Individuals Eligible for Enrollment
The individuals who are entitled to the special enrollment right depend upon the event triggering the special enrollment as follows:
- Employee’s loss of eligibility for other coverage: employee and eligible spouse/dependents.
- Spouse/dependent loss of eligibility for other coverage: employee (if not currently enrolled) and spouse/dependents who have lost eligibility for other coverage. The plan is not required to enroll any other dependents.
- Marriage: employee (if not currently enrolled), new spouse and any newly acquired dependent children. The plan is not required to enroll any other dependents.
- Birth, adoption, placement for adoption: employee (if not currently enrolled), spouse and newborn or newly adopted child. The plan is not required to enroll any other dependents.
- Medicaid/CHIP: employee (if not currently enrolled) and spouse/dependent who loses Medicaid/CHIP or gains eligibility for state premium assistance.
Under HIPAA’s nondiscrimination provisions, an employee and dependents cannot be denied eligibility or benefits based on certain health factors when enrolling in a group health plan, nor may they be charged a higher premium due to these health factors. The only exception to these prohibitions is premium differentials under a wellness program that complies with specific requirements under HIPAA and the ACA. A discussion of HIPAA and ACA compliant wellness programs is beyond the scope of this Benefit Minute.

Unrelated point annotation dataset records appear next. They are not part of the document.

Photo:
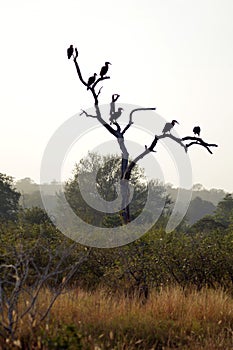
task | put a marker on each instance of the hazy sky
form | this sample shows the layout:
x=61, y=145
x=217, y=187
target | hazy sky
x=176, y=55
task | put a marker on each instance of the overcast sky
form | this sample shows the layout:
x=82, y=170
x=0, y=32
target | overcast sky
x=176, y=55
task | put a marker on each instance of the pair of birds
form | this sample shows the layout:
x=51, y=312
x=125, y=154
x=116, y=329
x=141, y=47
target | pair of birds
x=91, y=80
x=169, y=126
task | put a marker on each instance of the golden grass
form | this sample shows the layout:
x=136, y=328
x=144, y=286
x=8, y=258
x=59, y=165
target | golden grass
x=171, y=318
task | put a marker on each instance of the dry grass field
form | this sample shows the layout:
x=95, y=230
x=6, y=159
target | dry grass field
x=171, y=319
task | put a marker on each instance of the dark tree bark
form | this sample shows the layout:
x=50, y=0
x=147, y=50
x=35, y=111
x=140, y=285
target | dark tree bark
x=126, y=167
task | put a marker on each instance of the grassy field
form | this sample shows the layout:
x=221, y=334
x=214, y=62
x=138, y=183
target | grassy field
x=171, y=318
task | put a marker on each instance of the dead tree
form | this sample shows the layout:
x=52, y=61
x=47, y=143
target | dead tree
x=118, y=133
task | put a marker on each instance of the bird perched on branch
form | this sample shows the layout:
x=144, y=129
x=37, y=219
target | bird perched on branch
x=197, y=130
x=91, y=80
x=116, y=115
x=169, y=126
x=70, y=51
x=104, y=69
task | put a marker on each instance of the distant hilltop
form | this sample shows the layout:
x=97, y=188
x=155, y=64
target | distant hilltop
x=203, y=201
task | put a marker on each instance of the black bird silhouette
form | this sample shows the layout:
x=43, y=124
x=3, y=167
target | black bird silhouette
x=197, y=130
x=104, y=69
x=116, y=115
x=76, y=52
x=70, y=51
x=91, y=80
x=169, y=126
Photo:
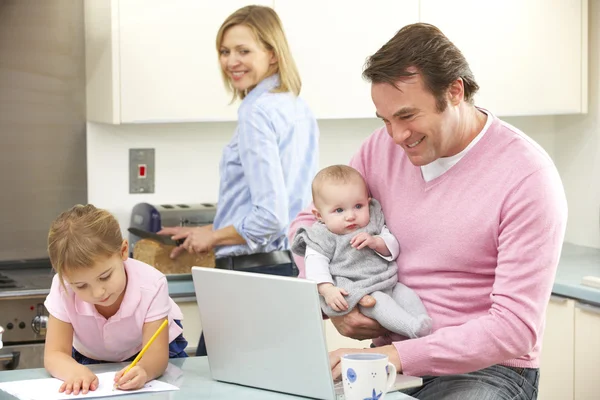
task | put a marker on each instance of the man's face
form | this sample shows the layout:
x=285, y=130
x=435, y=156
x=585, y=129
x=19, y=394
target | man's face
x=413, y=121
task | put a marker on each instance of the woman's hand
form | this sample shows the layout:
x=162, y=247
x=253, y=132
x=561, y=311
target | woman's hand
x=357, y=326
x=197, y=239
x=81, y=380
x=134, y=379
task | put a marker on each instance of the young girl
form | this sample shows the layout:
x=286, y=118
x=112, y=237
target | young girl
x=104, y=306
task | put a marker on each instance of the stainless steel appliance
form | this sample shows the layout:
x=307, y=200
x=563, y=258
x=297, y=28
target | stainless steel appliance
x=24, y=286
x=153, y=217
x=42, y=158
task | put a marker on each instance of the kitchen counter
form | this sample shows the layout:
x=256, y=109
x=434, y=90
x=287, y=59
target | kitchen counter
x=191, y=375
x=575, y=263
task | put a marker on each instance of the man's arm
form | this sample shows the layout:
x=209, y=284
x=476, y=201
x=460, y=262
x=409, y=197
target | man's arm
x=529, y=244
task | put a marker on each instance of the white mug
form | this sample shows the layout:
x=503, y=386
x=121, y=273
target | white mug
x=367, y=376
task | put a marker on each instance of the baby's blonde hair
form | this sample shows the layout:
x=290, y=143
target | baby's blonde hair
x=335, y=174
x=80, y=236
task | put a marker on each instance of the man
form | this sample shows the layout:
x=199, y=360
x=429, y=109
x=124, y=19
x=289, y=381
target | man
x=480, y=214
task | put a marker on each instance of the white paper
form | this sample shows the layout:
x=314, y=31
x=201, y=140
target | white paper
x=47, y=389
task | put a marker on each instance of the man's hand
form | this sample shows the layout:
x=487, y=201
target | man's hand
x=197, y=239
x=335, y=358
x=355, y=325
x=334, y=296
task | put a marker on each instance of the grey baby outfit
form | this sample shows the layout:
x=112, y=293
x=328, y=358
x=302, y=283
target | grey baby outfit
x=362, y=272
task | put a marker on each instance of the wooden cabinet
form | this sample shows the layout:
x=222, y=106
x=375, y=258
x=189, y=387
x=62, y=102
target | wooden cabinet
x=587, y=352
x=330, y=42
x=156, y=61
x=556, y=369
x=529, y=57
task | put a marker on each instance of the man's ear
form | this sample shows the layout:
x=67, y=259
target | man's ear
x=317, y=214
x=456, y=91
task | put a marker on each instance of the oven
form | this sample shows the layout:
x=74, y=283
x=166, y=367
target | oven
x=24, y=286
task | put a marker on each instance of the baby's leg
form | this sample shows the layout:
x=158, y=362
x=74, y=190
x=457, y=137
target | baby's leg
x=409, y=301
x=394, y=318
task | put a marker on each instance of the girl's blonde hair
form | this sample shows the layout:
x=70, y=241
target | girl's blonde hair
x=268, y=30
x=80, y=236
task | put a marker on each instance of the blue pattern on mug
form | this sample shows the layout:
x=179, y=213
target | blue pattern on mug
x=351, y=375
x=374, y=396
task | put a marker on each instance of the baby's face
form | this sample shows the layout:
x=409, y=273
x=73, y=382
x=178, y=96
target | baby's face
x=343, y=207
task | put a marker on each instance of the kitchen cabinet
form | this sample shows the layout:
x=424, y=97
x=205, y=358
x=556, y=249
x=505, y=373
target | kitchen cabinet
x=156, y=60
x=528, y=57
x=587, y=352
x=556, y=368
x=330, y=42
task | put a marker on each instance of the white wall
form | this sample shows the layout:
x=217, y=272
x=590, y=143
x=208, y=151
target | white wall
x=187, y=157
x=578, y=151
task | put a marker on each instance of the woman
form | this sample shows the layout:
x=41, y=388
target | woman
x=267, y=167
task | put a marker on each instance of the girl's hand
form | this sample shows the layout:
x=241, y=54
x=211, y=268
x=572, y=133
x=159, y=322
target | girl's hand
x=134, y=379
x=81, y=381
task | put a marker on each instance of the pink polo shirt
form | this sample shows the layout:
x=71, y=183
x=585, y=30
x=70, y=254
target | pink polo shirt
x=120, y=337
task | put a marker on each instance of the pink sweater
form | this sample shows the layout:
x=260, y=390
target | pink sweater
x=480, y=245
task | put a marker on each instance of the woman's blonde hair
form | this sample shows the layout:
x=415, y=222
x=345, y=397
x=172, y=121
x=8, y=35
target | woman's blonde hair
x=268, y=31
x=80, y=236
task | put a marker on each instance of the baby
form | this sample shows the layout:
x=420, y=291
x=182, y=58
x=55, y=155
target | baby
x=350, y=253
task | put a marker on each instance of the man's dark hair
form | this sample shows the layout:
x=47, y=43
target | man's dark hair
x=426, y=48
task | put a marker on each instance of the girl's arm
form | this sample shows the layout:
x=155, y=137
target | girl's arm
x=152, y=364
x=156, y=358
x=59, y=362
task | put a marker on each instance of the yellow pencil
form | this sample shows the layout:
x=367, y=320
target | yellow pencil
x=141, y=353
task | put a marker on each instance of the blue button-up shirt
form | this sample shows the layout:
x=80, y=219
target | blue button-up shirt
x=267, y=169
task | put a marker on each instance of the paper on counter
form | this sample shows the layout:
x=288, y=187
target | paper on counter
x=47, y=389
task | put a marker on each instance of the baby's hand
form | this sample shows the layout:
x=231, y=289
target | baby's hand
x=334, y=297
x=134, y=379
x=81, y=380
x=363, y=240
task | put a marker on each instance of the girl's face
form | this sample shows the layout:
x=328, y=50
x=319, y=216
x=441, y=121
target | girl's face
x=104, y=283
x=243, y=59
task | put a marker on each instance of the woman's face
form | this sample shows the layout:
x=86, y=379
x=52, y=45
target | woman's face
x=245, y=61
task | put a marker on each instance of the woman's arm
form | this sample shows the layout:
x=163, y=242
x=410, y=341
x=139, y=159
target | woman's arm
x=261, y=160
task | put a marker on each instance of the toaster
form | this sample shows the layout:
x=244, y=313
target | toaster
x=153, y=217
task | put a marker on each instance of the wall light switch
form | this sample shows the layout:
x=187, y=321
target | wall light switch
x=141, y=170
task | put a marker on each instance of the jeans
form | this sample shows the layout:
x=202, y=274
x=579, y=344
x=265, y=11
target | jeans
x=493, y=383
x=281, y=269
x=176, y=350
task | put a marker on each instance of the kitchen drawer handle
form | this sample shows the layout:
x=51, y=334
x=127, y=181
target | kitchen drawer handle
x=558, y=299
x=588, y=307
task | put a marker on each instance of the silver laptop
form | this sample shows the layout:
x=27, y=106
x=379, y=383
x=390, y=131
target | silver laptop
x=267, y=332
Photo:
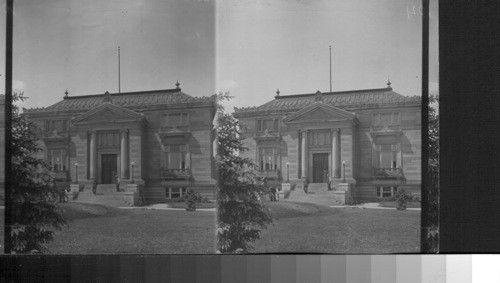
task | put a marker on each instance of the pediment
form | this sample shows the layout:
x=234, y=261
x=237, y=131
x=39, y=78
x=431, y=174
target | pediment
x=319, y=112
x=108, y=113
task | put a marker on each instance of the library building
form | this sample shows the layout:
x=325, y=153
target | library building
x=363, y=144
x=130, y=148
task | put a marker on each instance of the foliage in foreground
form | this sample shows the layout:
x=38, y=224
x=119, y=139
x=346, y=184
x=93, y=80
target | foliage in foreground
x=241, y=211
x=192, y=198
x=34, y=209
x=433, y=195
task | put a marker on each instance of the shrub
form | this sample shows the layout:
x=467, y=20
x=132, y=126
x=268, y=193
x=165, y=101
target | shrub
x=403, y=198
x=192, y=198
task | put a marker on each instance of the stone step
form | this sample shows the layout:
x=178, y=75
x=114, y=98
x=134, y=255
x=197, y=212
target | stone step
x=105, y=196
x=106, y=188
x=319, y=195
x=317, y=187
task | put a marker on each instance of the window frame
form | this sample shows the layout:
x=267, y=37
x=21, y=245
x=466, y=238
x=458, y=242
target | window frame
x=184, y=160
x=63, y=155
x=181, y=191
x=380, y=191
x=275, y=158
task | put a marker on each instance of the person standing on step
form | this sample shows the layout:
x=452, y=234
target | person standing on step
x=273, y=194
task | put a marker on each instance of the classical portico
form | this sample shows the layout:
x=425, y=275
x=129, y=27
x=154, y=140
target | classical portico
x=322, y=128
x=110, y=129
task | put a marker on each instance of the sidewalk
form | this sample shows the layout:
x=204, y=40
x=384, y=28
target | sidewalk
x=163, y=206
x=370, y=205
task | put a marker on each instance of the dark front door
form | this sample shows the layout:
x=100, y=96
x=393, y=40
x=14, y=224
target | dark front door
x=320, y=167
x=108, y=162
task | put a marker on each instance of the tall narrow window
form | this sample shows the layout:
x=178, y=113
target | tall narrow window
x=388, y=156
x=177, y=157
x=269, y=124
x=268, y=158
x=57, y=159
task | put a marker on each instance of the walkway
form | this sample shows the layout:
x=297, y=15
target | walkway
x=371, y=205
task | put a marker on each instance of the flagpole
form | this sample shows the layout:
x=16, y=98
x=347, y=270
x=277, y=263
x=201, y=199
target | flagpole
x=119, y=89
x=330, y=68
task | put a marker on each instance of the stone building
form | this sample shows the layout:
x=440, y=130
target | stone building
x=2, y=148
x=369, y=139
x=161, y=141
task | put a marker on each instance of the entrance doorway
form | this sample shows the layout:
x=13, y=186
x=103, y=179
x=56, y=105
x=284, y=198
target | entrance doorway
x=320, y=167
x=108, y=168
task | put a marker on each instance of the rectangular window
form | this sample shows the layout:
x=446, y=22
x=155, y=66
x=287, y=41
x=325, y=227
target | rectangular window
x=320, y=138
x=108, y=138
x=177, y=157
x=175, y=192
x=388, y=156
x=268, y=158
x=386, y=192
x=57, y=125
x=58, y=159
x=385, y=119
x=269, y=124
x=175, y=119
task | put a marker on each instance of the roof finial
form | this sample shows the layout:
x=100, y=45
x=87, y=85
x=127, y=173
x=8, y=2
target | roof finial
x=107, y=97
x=318, y=96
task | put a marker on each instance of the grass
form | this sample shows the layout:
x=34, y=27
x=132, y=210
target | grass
x=198, y=205
x=310, y=228
x=101, y=229
x=297, y=228
x=395, y=204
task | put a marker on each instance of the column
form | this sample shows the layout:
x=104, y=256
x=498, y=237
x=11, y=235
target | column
x=124, y=155
x=93, y=156
x=336, y=154
x=305, y=155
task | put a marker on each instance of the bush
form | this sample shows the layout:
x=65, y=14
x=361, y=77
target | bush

The health factors that are protected under HIPAA are:
- Health status
- Medical conditions, including physical and mental illness
- Claims experience
- Receipt of health care
- Medical history
- Genetic information
- Evidence of insurability
In addition, a group health plan cannot deny enrollment or charge a higher premium for conditions arising from acts of domestic violence or for participation in activities such as motorcycling, snowmobiling, all-terrain vehicle riding, horseback riding and skiing. However, a group health plan may exclude coverage for a specific disease or limit or exclude benefits for certain treatments as long as the restriction applies uniformly to all similarly situated individuals and is not directed at individual participants who may have a health factor. Plan amendments to reduce or eliminate benefits are not considered to be directed at individual participants as long as they apply to all similarly situated individuals and are effective no earlier than the first day of the plan year following adoption.
HIPAA does not prohibit more favorable treatment of participants with adverse health factors.
Other Nondiscrimination Provisions
A group health plan may not delay an individual’s eligibility, benefits or effective date of coverage nor may the plan increase the premium based on confinement in a hospital or medical facility on the date the individual would otherwise become eligible. Additionally, a group health plan may not delay enrollment in coverage because the individual is not actively at work due to a health factor on the day coverage would otherwise be effective.
The portability and nondiscrimination provisions of HIPAA for group health plans are enforced by the Department of Labor.